In 2003, the official online version of the newspaper was launched on the Internet at the address tuoitre.com.vn. According to statistics from Alexa, a company under Amazon, at the time of its launch, Tuổi Trẻ Online ranked 39,238 among a total of 3 billion websites globally, with foreign traffic accounting for 58.72% of total visits. By 2021, it had risen to 19th place on the list of the top 50 websites in Vietnam. Additionally, in 2010, Tuổi Trẻ ranked 6th among the top 100 most popular newspapers in Asia and 34th among 200 periodic media publications worldwide, according to the international media directory and search site 4 International Media & Newspapers. In 2018, after a three-month suspension of operations, the website’s visual interface was updated to optimize the user experience.

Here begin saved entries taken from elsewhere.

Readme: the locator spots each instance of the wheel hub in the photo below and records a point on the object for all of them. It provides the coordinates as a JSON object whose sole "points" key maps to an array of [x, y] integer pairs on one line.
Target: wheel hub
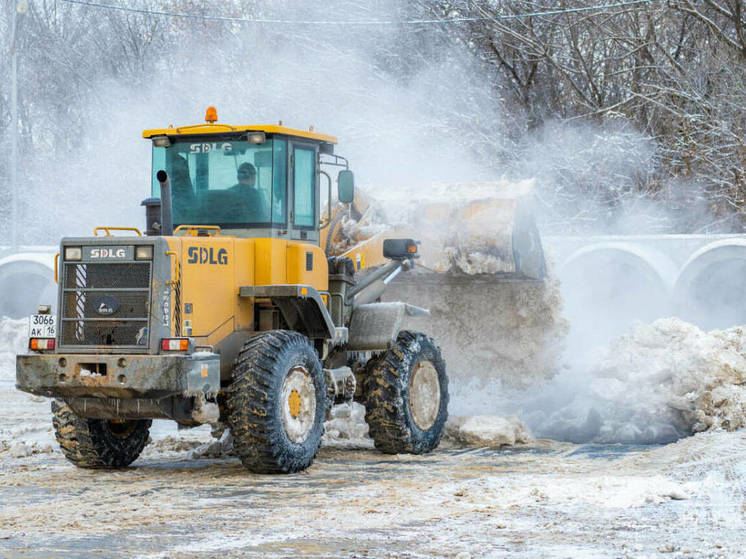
{"points": [[298, 401], [424, 395]]}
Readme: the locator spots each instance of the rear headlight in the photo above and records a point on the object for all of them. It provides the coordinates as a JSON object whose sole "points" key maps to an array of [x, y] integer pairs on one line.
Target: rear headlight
{"points": [[144, 252], [41, 343], [73, 253], [175, 344]]}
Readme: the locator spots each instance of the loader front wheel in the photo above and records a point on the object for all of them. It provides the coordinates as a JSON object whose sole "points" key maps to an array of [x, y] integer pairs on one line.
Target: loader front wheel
{"points": [[277, 403], [406, 394], [98, 443]]}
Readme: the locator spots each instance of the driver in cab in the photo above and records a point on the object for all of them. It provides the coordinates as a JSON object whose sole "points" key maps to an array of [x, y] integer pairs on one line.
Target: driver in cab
{"points": [[251, 203]]}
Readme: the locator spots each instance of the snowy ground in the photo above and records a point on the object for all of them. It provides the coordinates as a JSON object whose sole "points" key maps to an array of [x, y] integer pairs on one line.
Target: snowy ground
{"points": [[545, 499], [541, 498]]}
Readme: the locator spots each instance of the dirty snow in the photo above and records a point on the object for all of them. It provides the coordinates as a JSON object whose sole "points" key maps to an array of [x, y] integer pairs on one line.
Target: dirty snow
{"points": [[538, 499], [487, 431]]}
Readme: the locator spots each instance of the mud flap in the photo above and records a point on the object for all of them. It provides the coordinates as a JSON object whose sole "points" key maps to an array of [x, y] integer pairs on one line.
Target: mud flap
{"points": [[375, 326]]}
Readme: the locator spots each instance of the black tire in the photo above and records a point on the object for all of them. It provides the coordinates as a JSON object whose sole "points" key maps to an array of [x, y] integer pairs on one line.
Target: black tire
{"points": [[388, 407], [256, 406], [98, 443]]}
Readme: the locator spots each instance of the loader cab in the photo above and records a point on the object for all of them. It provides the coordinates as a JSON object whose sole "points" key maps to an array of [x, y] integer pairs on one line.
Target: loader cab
{"points": [[260, 182]]}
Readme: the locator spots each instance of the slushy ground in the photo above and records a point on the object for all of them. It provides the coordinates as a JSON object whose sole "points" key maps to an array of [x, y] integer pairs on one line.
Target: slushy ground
{"points": [[547, 499]]}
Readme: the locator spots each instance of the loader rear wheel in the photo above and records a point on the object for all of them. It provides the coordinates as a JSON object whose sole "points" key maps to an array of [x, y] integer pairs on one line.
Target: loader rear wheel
{"points": [[406, 395], [277, 403], [98, 443]]}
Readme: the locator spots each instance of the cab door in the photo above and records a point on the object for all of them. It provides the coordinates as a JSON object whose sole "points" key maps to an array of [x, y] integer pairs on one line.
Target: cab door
{"points": [[305, 197]]}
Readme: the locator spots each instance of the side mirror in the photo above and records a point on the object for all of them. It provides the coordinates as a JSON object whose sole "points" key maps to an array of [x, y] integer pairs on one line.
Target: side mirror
{"points": [[346, 187]]}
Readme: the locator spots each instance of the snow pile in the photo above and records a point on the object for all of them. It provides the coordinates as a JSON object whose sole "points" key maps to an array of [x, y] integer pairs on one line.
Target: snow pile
{"points": [[13, 340], [463, 227], [347, 426], [487, 431], [661, 382], [507, 333]]}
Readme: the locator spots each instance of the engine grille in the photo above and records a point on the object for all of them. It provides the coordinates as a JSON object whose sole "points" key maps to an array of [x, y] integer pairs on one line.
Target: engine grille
{"points": [[105, 304]]}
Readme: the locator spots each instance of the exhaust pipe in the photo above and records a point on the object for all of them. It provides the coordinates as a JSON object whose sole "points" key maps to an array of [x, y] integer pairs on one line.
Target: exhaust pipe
{"points": [[167, 224]]}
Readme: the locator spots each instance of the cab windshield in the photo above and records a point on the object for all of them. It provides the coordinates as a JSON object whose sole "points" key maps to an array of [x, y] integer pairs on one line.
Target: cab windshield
{"points": [[233, 184]]}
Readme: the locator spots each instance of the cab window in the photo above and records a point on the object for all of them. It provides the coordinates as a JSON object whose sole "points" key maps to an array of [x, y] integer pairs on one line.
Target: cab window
{"points": [[229, 183], [304, 173]]}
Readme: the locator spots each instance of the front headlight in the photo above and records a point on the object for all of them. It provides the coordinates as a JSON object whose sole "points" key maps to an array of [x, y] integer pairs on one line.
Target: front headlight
{"points": [[73, 253], [144, 252]]}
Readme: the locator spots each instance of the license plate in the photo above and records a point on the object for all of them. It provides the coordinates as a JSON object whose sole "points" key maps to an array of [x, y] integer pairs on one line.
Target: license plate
{"points": [[42, 326]]}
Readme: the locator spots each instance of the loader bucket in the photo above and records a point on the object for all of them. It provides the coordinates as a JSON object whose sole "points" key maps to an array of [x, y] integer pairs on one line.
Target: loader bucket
{"points": [[481, 272]]}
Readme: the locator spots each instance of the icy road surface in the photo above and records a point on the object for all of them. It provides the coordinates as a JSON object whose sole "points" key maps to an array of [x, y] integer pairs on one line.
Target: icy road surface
{"points": [[550, 499]]}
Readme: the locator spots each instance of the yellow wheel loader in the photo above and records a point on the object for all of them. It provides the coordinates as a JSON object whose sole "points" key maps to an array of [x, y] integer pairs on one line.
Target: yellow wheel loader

In its early days, the newspaper had its headquarters at 55 Duy Tân Street, Phạm Ngọc Thạch, District 1, Ho Chi Minh City, before relocating its editorial department to 60A Hoang Van Thu Street, Ward 9, Phú Nhuận District. On June 18, 2010, the English-language online newspaper Tuoi Tre News was established, and a year later, the Tuổi Trẻ mobile platform was launched on mobile devices. In 2020, the publication came under the management of the Ho Chi Minh City Party Committee, and two years later, the newsroom began piloting a Podcast section to diversify distribution channels and better reach audiences in the digital space. By 2023, Tuổi Trẻ continued its merger with the newspaper Báo Khăn Quàng Đỏ in line with the government's directive on the roadmap for restructuring, developing, and managing media agencies in Vietnam.

==Stance==
Described as "pro-reformist" by the BBC, the newspaper has had issues with the communist authorities on several occasions.

In May 1991, its editor-in-chief was sacked when the paper ran an article trepidly acknowledging Ho Chi Minh's early marriage to Zeng Xueming. Ms. Vu Kim Hanh, former Tuoi Tre Newspaper's editorial direction, was dismissed.

In 2000, it commissioned a survey among youths in Ho Chi Minh City which found that Bill Gates was more admired than Ho Chi Minh. This resulted in the published copies being destroyed by state censors and three editors sanctioned.

In 2005, the newspaper published a series of investigative articles about the monopolization of the pharmaceutical market by Zuellig Pharma. The reporter, Lan Anh, was subsequently dismissed.

In July 2018, the government suspended the newspaper from publishing online for 3 months and fined it 220 million VND. The disciplinary action came after the newspaper published an article on June 19, 2018 quoting President Trần Đại Quang agreeing with the need for a new law regarding protests. It left in place a reader's comment, in another article previously published on May 26, 2017, that was deemed by the Press Authority to be "splitting national unity". The Press Authority determined that the content of the article quoting the President was "untrue" and "caused severe impact".